There is a strange lack of desire for a future. Children, who are the future, are seen as a threat for the present; the idea is that they take something away from our life. They are not felt as a hope, but rather as a limitation of the present. We are forced to make comparisons with the Roman Empire at the time of its decline: it still worked as a great historical framework, but in practice it was already living off those who would dissolve it, since it had no more vital energy.

What can be more dead than a society which refuses to have children, and even believes that killing them in the womb is of benefit to itself?
Referring to the European Constitution, Pope Benedict delineates three elements which need to be re-introduced back into European society if they want to survive:
*The first element is the "unconditionality" with which human dignity and human rights must be presented as values that precede any jurisdiction on the part of the state. These basic rights are not created by the legislator, nor conferred on the citizens, but rather exist in their own right, are always to be respected by the legislator, are given previously to him as values of a superior order. This validity of human dignity, previous to every political action and to every political decision, refers back ultimately to the Creator: only He can establish values that are founded on the essence of man and that are intangible. That there be values that cannot be manipulated by anyone is the real, true guarantee of our freedom and of man's greatness...

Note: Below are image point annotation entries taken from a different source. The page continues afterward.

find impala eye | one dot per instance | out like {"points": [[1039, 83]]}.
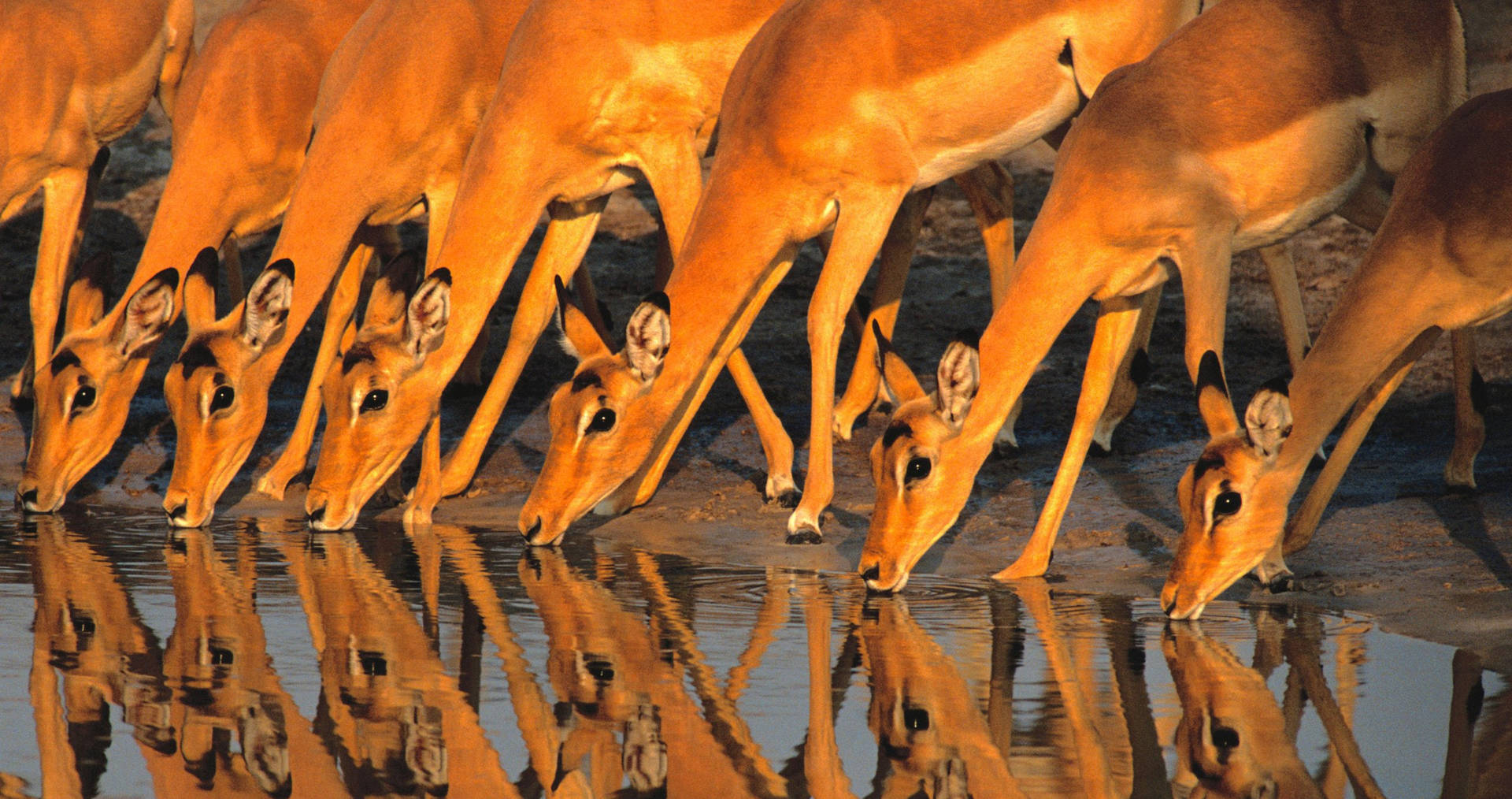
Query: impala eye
{"points": [[1227, 504], [376, 400], [602, 421], [223, 399], [83, 399]]}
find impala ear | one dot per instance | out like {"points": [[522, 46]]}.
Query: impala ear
{"points": [[200, 288], [895, 374], [580, 338], [958, 379], [87, 292], [1267, 421], [147, 315], [391, 294], [427, 314], [266, 310], [647, 336]]}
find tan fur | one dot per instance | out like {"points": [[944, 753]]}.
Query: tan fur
{"points": [[794, 161], [1243, 128], [241, 128], [77, 76], [372, 161], [1441, 261]]}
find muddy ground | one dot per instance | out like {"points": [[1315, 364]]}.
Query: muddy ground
{"points": [[1393, 544]]}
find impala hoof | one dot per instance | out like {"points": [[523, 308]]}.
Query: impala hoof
{"points": [[1283, 585], [805, 536]]}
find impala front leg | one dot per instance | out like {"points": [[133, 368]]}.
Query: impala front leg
{"points": [[338, 318], [567, 238], [1117, 321], [892, 273], [864, 221]]}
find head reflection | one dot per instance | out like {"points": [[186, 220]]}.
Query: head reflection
{"points": [[1231, 736]]}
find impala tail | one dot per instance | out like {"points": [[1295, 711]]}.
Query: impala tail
{"points": [[584, 463], [85, 391], [903, 459], [217, 389], [404, 323]]}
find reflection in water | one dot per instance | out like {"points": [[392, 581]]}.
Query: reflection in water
{"points": [[626, 674]]}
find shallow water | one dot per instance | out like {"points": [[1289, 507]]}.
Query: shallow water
{"points": [[256, 659]]}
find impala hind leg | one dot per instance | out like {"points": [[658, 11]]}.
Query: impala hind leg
{"points": [[67, 197], [1133, 371], [1305, 521], [1117, 323], [338, 318], [892, 273], [567, 238], [867, 212], [1470, 407]]}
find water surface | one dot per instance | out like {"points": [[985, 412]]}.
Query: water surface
{"points": [[256, 659]]}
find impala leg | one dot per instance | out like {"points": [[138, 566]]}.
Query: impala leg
{"points": [[439, 212], [672, 169], [864, 221], [892, 273], [1305, 521], [338, 317], [561, 251], [65, 206], [1133, 371], [1117, 321], [428, 489], [1470, 407]]}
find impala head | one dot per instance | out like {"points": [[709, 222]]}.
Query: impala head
{"points": [[909, 516], [595, 448], [1232, 507], [1231, 734], [217, 389], [374, 394], [85, 391]]}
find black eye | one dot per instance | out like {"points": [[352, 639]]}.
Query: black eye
{"points": [[223, 399], [1227, 504], [83, 397], [376, 400], [1225, 738], [602, 421]]}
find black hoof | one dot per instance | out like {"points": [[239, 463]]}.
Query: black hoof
{"points": [[805, 537], [788, 498], [1283, 585]]}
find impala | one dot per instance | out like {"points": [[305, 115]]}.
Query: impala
{"points": [[1441, 261], [371, 162], [241, 128], [1175, 164], [833, 115], [77, 75]]}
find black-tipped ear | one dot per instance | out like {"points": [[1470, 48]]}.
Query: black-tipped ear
{"points": [[149, 312], [85, 303], [958, 379], [266, 310], [647, 336], [895, 374], [581, 340]]}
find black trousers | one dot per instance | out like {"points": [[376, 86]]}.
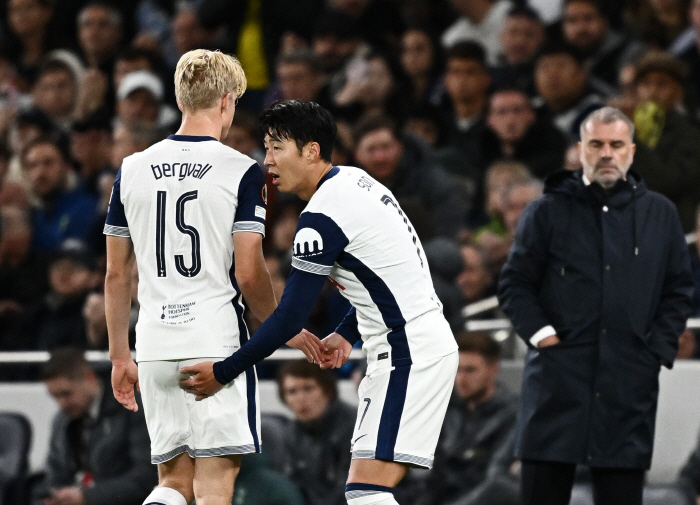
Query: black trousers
{"points": [[550, 483]]}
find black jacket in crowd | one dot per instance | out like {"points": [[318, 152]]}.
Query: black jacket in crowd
{"points": [[318, 454], [116, 453], [610, 272], [469, 439]]}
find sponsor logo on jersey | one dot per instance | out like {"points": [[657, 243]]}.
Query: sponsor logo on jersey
{"points": [[308, 242]]}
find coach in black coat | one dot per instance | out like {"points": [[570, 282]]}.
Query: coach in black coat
{"points": [[600, 269]]}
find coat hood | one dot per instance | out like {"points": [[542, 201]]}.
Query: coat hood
{"points": [[623, 193]]}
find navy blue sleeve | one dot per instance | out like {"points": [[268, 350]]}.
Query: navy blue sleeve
{"points": [[286, 321], [317, 243], [252, 202], [116, 224], [348, 327]]}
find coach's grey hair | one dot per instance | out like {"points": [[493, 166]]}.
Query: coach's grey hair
{"points": [[607, 115]]}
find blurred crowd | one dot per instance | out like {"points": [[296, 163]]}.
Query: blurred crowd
{"points": [[462, 108]]}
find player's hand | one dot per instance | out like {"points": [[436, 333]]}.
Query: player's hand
{"points": [[309, 344], [67, 496], [124, 375], [338, 351], [201, 382], [547, 341]]}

This echoes perfectly the words "inalienable rights" of Founding Father Thomas Jefferson's Declaration of Independence.
Furthermore, the Pope states:
*The second point in which the European identity appears is marriage and the family. Monogamous marriage, as the basic structure of the relationship between man and woman and, at the same time, as the cell of the formation of the state community, is derived from biblical faith. This has given Western Europe as well as Eastern Europe, its own particular face and its own particular humanity, precisely because the form of fidelity and self-denial set out here had always to be conquered, over and over again, with much effort and suffering. Europe would no longer be Europe if this fundamental cell of its social structure were to disappear or be essentially changed.

The assault upon traditional Christian marriage and family is carried out by liberals in a ferocious way: condoning adultery, championing homosexual marriage, permitting easy divorce and subsequent serialAlllygamy... all are rampant in our society and even serves as entertainment value. Break up the family unit and you will uproot the foundation of Western society.
His third point:
*My last point is the religious question. I do not want to enter into the complex discussions of recent years, but to focus on only one aspect that is fundamental for all cultures: respect for what the other holds sacred, and in particular respect for the sacred in the highest sense, for God, something that we can legitimately suppose to find even in one who is not disposed to believe in God. Wherever this respect is denied, something essential in a society is lost.

Indeed. If no respect for the sacred exists, then the first two points are destroyed.
His last words portray exactly what we see among the liberals of Western Civilization:
The West reveals here a hatred of itself, which is strange and can be only considered pathological; the West is laudably trying to open itself, full of understanding, to external values, but it no longer loves itself; in its own history, it now sees only what is deplorable and destructive, while it is no longer able to perceive what is great and pure.